Is there a simpler way to do this summing?

Thread Starter

Veracohr

Joined Jan 3, 2011
772
I designed this circuit which will provide a reference for PWM comparators based on both a manual control and an external control voltage. The only way I could think of to do it is more complicated than I'd like, and I wonder if anyone knows a simpler way.

The point labeled "SIG_REF" will be -1V to +9V based on the pot position. The control voltage coming in the TRS jack will be 0 to +5V. The output labeled "PULSE_REF" needs to be at least -1V to +9V. When no connector is plugged into the TRS jack, the pot should cover the full range, and should sit at the midpoint +4V when set to 50%.

So the problem is that the control voltage needs to be amplified by 2 and offset before summing with the SIG_REF, but PWM_EXT needs to be 0V when there's nothing plugged into the jack. That means the + input of U13A needs to be grounded, and the inverting input can't be offset when there's nothing plugged in. Neutrik makes a jack that has a normally-closed tip switch to cover grounding the + input, and a normally-open sleeve switch which could be used to ground the gate of a PMOS transistor to apply the offset voltage when the control voltage is plugged in.

Is there any simpler way to do this?


PWM.png

JACK.png
 

DickCappels

Joined Aug 21, 2008
10,169
You could simply mix the two voltages through two resistors. They way you have it now is the "proper" way -no guesswork necessary and everything stays nice and linear.
 

Thread Starter

Veracohr

Joined Jan 3, 2011
772
Well I want both the external and the manual controls to each be able to cover the full 10V range, so the control voltage needs to be amplified and offset.

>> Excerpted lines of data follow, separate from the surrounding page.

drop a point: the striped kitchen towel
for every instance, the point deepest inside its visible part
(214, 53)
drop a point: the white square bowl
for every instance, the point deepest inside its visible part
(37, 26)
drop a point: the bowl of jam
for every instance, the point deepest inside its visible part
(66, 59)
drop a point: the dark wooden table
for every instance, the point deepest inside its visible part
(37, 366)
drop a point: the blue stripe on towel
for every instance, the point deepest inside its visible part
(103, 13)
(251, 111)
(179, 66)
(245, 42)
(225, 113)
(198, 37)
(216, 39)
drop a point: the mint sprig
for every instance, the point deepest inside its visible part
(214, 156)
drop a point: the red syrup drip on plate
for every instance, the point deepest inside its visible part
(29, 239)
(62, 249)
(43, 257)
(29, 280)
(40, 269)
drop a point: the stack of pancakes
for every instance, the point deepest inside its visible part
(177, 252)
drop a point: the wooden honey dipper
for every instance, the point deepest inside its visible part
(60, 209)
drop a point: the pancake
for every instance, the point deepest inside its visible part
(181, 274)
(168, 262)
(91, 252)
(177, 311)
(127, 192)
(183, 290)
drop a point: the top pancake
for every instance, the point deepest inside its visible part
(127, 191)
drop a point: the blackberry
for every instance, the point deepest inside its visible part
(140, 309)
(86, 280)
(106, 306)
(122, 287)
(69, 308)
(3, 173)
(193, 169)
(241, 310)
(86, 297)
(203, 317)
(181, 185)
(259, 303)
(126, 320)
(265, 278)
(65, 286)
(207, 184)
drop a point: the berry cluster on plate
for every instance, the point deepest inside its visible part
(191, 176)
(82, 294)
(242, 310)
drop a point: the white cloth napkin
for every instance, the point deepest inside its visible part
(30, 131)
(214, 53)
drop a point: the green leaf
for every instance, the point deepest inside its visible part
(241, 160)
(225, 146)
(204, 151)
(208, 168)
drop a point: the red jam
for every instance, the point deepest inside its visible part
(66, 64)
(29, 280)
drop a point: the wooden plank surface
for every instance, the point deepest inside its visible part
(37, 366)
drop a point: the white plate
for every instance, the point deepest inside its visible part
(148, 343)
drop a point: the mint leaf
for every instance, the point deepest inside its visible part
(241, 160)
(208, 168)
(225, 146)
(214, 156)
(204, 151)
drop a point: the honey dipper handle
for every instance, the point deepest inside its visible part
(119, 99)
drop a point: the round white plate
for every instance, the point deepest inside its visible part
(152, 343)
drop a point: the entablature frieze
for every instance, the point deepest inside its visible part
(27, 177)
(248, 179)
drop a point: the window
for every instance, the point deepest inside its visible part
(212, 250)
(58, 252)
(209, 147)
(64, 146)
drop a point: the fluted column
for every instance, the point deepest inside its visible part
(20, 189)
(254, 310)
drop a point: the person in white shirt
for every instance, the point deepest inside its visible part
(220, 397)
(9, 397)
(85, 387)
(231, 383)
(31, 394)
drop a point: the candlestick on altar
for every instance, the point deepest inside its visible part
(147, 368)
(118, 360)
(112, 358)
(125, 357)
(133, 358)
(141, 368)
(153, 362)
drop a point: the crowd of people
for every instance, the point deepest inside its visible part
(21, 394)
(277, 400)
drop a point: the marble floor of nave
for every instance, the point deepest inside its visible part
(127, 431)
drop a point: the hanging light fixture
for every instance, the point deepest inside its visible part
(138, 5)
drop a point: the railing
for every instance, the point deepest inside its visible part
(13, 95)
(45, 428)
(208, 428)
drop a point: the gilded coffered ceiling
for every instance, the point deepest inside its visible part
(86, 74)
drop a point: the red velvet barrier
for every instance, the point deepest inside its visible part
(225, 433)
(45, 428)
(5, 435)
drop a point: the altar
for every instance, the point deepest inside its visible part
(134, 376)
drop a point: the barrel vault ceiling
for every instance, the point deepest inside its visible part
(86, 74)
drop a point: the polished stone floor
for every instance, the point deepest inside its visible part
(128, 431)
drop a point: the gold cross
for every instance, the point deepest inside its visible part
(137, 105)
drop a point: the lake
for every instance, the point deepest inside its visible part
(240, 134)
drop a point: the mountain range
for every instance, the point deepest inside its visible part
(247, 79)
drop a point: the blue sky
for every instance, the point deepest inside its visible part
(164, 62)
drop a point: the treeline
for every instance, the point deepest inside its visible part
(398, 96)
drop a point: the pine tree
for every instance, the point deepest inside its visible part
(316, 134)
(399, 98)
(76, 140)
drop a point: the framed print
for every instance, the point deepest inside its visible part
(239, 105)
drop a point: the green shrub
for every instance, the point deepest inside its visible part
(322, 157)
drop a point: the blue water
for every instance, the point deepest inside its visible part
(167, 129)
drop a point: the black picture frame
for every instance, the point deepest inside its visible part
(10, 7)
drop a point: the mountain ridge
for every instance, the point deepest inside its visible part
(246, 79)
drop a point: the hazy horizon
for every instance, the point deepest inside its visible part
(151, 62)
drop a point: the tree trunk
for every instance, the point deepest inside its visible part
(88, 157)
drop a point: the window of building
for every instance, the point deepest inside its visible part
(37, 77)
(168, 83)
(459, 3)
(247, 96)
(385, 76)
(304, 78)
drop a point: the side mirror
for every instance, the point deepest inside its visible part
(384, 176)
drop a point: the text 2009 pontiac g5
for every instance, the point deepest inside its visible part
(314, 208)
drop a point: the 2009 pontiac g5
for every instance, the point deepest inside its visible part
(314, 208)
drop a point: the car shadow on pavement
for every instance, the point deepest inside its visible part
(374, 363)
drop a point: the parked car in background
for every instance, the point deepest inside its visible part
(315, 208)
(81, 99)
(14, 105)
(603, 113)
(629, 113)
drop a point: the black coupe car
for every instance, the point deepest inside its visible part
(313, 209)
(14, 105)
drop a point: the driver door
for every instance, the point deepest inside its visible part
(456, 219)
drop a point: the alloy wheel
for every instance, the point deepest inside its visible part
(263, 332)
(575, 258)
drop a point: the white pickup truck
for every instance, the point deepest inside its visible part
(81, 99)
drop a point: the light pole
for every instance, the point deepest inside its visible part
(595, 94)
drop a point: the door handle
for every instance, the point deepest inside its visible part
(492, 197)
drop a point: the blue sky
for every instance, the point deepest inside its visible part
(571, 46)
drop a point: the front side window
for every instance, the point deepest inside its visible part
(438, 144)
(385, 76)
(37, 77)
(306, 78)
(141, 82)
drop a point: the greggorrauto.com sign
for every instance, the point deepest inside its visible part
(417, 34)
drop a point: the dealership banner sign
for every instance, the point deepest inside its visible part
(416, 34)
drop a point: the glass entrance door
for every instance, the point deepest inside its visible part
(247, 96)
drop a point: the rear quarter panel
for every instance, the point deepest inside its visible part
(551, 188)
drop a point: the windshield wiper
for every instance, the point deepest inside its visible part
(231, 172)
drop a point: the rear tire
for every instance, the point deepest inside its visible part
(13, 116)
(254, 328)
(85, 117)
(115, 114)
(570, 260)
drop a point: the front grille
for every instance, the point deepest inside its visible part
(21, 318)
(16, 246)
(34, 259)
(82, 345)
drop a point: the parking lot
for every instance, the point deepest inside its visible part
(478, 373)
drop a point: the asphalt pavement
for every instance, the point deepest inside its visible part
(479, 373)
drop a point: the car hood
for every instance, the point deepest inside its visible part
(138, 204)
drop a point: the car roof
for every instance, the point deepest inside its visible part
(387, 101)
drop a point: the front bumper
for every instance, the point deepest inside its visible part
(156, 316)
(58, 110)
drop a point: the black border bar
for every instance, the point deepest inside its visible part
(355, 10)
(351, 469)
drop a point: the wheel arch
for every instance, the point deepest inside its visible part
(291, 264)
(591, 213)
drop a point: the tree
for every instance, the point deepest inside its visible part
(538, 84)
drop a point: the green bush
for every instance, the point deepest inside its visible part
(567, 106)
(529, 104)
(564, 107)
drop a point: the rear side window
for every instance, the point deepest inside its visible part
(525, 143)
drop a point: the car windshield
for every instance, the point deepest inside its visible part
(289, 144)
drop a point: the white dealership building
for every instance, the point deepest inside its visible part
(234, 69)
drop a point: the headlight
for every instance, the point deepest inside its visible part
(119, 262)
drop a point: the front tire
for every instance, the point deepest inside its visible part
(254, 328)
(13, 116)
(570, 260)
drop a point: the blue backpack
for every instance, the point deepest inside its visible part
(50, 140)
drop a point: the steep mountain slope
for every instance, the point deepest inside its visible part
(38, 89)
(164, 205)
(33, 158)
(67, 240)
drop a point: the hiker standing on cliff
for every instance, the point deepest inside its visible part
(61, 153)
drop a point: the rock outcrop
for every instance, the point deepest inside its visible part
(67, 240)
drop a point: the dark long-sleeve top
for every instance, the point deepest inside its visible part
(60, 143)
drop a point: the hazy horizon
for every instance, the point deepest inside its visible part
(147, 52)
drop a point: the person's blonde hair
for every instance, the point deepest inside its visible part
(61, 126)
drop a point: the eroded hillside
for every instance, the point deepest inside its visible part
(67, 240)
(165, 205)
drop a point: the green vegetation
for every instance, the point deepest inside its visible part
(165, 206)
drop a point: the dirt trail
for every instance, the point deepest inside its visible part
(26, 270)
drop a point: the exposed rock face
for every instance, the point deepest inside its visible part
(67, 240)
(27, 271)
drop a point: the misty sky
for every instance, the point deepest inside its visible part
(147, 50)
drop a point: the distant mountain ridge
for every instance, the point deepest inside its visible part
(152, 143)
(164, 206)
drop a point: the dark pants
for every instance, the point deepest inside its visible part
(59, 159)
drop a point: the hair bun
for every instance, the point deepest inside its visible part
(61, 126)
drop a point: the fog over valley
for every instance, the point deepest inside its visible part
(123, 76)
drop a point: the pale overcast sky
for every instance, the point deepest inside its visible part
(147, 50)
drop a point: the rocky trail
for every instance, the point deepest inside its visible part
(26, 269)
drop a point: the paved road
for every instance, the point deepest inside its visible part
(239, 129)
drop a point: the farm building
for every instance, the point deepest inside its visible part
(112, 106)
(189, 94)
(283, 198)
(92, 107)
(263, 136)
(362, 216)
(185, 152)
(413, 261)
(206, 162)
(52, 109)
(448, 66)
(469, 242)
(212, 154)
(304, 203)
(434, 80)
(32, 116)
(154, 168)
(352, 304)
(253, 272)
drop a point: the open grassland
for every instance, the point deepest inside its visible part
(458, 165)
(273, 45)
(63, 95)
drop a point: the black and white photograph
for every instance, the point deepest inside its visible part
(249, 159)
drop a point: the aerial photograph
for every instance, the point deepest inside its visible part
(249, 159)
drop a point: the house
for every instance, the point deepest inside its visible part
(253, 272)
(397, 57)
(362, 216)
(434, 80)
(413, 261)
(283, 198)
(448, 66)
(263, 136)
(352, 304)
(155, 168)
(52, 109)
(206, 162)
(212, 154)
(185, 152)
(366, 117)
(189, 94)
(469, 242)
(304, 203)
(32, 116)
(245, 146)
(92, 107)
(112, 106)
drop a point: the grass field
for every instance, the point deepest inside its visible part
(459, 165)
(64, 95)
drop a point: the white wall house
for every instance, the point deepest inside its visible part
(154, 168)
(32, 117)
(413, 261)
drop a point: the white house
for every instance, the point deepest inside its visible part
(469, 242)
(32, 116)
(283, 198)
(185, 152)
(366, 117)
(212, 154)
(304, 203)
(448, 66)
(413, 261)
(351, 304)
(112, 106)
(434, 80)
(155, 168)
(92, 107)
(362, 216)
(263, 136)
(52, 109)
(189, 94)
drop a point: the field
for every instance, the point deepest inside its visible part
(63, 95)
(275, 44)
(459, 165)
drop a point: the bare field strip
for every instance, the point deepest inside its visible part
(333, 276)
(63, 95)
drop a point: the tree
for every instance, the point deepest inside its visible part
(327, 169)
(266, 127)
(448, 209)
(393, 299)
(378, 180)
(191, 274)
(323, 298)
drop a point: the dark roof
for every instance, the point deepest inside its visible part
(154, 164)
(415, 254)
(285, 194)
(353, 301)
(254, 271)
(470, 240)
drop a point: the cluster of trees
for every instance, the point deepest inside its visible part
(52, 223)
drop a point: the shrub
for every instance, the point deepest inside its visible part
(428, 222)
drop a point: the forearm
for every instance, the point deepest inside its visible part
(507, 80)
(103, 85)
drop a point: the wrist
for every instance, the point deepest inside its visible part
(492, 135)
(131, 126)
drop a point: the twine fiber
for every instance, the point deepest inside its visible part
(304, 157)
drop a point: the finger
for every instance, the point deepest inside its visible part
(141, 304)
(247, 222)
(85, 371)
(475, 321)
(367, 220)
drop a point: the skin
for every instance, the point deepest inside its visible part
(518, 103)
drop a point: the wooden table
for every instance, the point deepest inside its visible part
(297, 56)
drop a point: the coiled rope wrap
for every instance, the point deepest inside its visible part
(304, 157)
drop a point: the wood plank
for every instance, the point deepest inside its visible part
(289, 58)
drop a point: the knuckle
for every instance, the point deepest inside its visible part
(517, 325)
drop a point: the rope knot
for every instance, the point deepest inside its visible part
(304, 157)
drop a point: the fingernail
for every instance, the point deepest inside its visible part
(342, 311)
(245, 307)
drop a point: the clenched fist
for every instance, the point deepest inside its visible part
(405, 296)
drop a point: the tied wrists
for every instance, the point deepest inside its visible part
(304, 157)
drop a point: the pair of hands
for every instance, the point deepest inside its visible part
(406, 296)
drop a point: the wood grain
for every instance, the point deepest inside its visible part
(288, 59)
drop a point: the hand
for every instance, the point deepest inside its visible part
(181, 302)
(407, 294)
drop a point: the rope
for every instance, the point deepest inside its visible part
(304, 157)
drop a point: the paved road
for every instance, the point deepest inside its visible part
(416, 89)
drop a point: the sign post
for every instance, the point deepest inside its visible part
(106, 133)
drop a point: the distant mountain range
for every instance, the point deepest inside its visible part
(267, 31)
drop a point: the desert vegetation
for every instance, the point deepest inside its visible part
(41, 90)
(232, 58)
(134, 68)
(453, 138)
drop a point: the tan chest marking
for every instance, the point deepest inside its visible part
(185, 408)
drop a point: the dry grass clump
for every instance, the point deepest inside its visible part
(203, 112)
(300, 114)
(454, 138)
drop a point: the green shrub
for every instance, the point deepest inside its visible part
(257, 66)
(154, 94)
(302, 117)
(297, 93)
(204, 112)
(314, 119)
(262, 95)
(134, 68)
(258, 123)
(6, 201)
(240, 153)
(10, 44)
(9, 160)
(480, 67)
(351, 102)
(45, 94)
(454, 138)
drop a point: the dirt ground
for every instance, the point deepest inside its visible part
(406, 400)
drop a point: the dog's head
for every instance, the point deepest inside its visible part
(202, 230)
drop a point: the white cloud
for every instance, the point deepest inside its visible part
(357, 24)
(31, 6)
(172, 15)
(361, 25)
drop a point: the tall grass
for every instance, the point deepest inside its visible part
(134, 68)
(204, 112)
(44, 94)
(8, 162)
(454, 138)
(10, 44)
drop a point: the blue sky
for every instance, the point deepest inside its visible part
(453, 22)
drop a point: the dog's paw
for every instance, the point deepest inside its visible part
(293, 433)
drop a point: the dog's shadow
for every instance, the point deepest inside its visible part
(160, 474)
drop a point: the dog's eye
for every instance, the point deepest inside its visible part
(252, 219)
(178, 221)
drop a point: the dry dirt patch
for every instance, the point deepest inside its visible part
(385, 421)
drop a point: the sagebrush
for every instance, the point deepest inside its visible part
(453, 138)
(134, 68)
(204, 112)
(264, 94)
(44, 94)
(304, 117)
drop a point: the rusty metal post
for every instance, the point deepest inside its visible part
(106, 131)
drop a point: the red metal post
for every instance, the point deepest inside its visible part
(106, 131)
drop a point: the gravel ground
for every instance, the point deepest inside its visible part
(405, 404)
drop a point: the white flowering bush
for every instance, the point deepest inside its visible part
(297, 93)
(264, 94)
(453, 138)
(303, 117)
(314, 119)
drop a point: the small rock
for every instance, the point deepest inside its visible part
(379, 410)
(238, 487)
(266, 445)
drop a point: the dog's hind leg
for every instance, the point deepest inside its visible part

Part of my concern is that I've only found one connector model that has this NO switch, found in a Neutrik PDF showing their different jack/plug circuits. I see that a few different places carry them, but Neutrik's website doesn't seem to know what that model is when searching for it (NMJ6HCD2-SM), which makes me concerned about the future availability of the thing that is necessary for the external control voltage to work properly.